9. OUT-OF-STATION PRODUCTION EXPENSES
9.1 For all production activities conducted outside Ahmedabad, Gujarat, the Client shall bear all costs including transportation, accommodation, meals, daily allowances, equipment transportation, and local conveyance. Such expenses shall be estimated in advance and reimbursed upon presentation of valid receipts.
10. CASTING AND TALENT SERVICES
10.1 Unless expressly included in the quotation, all payments to talent (actors, models, influencers, makeup artists, stylists) shall be the Client’s responsibility.
10.2 The Company shall charge an agency management fee of ten percent (10%) of total talent costs for coordination services.
11. LIABILITY FOR DAMAGES
11.1 The Client shall bear sole liability for any damage to, loss of, or destruction of products, materials, or property provided by the Client or at the production location.
11.2 The Client shall indemnify and hold harmless the Company against any claims, losses, or expenses arising from such damages.
12. LIMITATION OF LIABILITY
12.1 The Company’s total aggregate liability under this Agreement shall be strictly limited to the total fees paid by the Client for the specific project giving rise to the claim.
12.2 To the maximum extent permitted by law, the Company shall not be liable for any indirect, incidental, special, consequential, or punitive damages; loss of profits, revenue, business opportunities; loss of data or goodwill; business interruption; or costs of procurement of substitute services.
13. CANCELLATION AND REFUND POLICY
13.1 Cancellation before work commencement: Seventy-five percent (75%) of advance payment refunded, twenty-five percent (25%) retained as booking charges.
13.2 Cancellation after work commencement: No refund; all payments made shall be non-refundable.
13.3 For shoot-based services, cancellation within forty-eight (48) hours of scheduled shoot date shall be treated as work commenced with zero refund. Rescheduling charges of ten percent (10%) to twenty-five percent (25%) may apply.
14. SUBSCRIPTION PACKAGES
14.1 Subscription packages shall be valid for twelve (12) months with a minimum lock-in period of six (6) months.
14.2 After the lock-in period, either party may terminate by providing one (1) month’s prior written notice.
14.3 Unused deliverables or services from the subscription package shall not be refunded or carried forward beyond the subscription term.
15. CONFIDENTIALITY
15.1 Both parties agree to maintain confidentiality of all proprietary, confidential, or sensitive information disclosed during the engagement.
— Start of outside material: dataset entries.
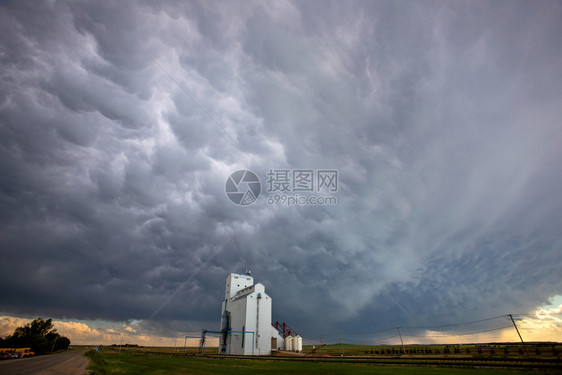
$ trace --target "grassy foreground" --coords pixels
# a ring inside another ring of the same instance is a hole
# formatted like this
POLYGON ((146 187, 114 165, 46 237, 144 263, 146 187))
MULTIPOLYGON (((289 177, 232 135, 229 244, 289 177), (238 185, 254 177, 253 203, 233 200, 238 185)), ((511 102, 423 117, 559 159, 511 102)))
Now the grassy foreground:
MULTIPOLYGON (((169 357, 145 353, 109 351, 87 353, 89 370, 105 374, 520 374, 521 370, 464 369, 423 366, 377 366, 347 363, 309 363, 296 361, 237 360, 201 357, 169 357)), ((527 373, 527 371, 524 371, 527 373)))

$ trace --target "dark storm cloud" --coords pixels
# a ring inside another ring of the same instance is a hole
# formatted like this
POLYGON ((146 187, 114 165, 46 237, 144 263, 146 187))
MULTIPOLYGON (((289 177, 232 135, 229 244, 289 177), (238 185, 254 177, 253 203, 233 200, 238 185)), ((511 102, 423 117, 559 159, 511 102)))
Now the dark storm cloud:
POLYGON ((246 268, 305 336, 532 310, 562 290, 561 14, 4 4, 0 310, 214 329, 246 268), (242 168, 338 169, 338 204, 236 207, 242 168))

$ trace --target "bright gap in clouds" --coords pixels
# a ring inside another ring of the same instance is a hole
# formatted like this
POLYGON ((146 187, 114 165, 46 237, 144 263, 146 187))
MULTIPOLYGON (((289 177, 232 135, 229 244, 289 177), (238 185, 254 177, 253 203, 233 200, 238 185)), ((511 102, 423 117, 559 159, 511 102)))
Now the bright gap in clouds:
MULTIPOLYGON (((562 296, 556 295, 550 298, 549 302, 530 314, 513 314, 517 328, 523 340, 531 341, 562 341, 562 296)), ((485 342, 519 342, 519 336, 515 331, 511 321, 507 316, 505 319, 498 318, 496 324, 488 329, 474 328, 474 334, 462 333, 459 335, 451 334, 446 331, 426 331, 425 337, 407 339, 405 343, 414 344, 440 343, 485 343, 485 342), (501 328, 505 327, 505 328, 501 328), (488 331, 488 332, 484 332, 488 331)))

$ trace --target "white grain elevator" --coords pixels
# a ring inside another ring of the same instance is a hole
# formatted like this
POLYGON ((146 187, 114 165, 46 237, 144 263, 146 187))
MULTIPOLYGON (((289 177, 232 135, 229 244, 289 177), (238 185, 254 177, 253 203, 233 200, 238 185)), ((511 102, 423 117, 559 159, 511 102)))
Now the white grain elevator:
POLYGON ((222 302, 219 354, 270 355, 283 350, 283 336, 271 324, 272 300, 249 274, 230 273, 222 302))

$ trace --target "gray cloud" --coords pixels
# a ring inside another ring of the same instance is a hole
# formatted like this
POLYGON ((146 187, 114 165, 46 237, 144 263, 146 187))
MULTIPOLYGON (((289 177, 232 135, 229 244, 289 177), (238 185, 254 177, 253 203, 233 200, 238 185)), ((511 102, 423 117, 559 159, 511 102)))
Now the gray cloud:
POLYGON ((212 329, 245 268, 305 337, 532 310, 562 290, 560 18, 4 4, 0 310, 212 329), (242 168, 338 169, 338 204, 236 207, 242 168))

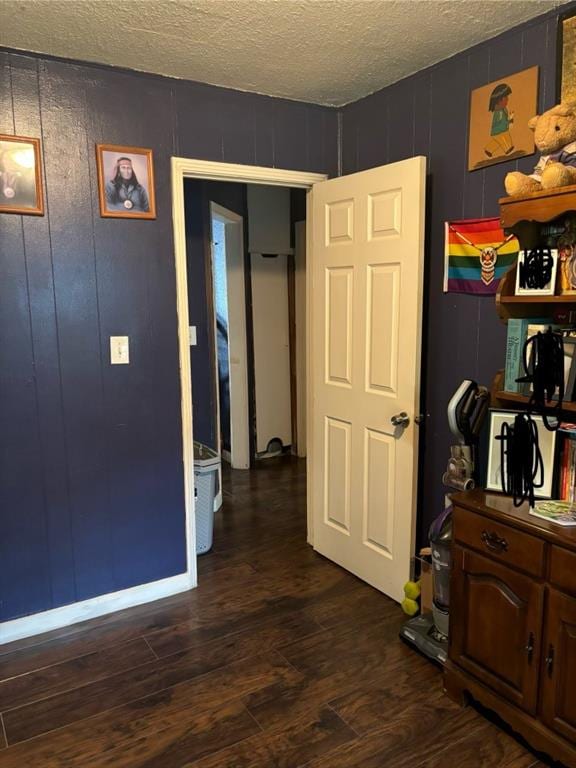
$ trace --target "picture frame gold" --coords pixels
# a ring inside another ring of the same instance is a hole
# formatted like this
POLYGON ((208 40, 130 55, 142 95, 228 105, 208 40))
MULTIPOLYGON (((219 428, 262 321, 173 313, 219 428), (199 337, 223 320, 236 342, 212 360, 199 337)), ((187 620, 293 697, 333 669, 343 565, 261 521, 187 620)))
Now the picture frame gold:
POLYGON ((560 15, 557 33, 556 100, 576 101, 576 10, 560 15))
POLYGON ((155 219, 153 151, 120 144, 97 144, 100 216, 155 219))
POLYGON ((0 213, 44 215, 40 139, 0 134, 0 213))

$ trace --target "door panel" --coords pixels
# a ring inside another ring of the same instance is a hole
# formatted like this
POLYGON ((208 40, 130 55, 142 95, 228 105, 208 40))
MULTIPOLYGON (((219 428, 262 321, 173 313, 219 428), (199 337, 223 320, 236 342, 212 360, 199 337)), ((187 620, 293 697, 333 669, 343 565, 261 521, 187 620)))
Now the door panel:
POLYGON ((400 264, 368 267, 366 389, 396 397, 400 264))
POLYGON ((352 386, 353 270, 326 270, 326 377, 330 384, 352 386))
POLYGON ((325 522, 350 533, 350 424, 326 419, 325 522))
POLYGON ((542 585, 468 550, 453 549, 450 658, 528 712, 536 711, 542 585))
POLYGON ((549 590, 542 655, 542 719, 576 741, 576 605, 555 589, 549 590))
POLYGON ((396 600, 414 545, 425 175, 420 157, 312 190, 314 546, 396 600))
POLYGON ((396 441, 375 429, 365 431, 363 542, 393 556, 396 441))

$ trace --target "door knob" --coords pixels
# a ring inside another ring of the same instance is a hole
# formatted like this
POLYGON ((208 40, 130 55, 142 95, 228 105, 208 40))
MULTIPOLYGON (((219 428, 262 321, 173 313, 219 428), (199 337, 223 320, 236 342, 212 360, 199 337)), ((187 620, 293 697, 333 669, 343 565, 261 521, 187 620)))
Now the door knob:
POLYGON ((402 411, 392 416, 390 421, 395 427, 407 427, 410 424, 410 416, 408 416, 406 411, 402 411))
This obligation shall survive termination for three (3) years.
16. FORCE MAJEURE
16.1 Neither party shall be liable for failure or delay in performance due to causes beyond reasonable control including acts of God, natural disasters, pandemics, war, terrorism, government actions, strikes, or equipment breakdown. If a Force Majeure Event continues for more than sixty (60) days, either party may terminate without liability.
17. GOVERNING LAW AND JURISDICTION
17.1 This Agreement shall be governed by the laws of India.
17.2 Any disputes shall be subject to the exclusive jurisdiction of courts in Ahmedabad, Gujarat, India.
17.3 Parties agree to attempt resolution through good faith negotiation and mediation before initiating legal proceedings.
18. GENERAL PROVISIONS
18.1 Entire Agreement: This Agreement constitutes the entire agreement between the parties and supersedes all prior negotiations or agreements.
18.2 Amendments: No amendment shall be valid unless made in writing and signed by authorized representatives of both parties.
18.3 Severability: If any provision is held invalid, such provision shall be severed and the remaining provisions shall remain in full force.
18.4 Assignment: The Client may not assign this Agreement without prior written consent of the Company.
18.5 Independent Contractors: The parties are independent contractors. Nothing herein creates a partnership, joint venture, or employment relationship.
18.6 Notices: All notices shall be in writing and delivered to addresses specified in the quotation.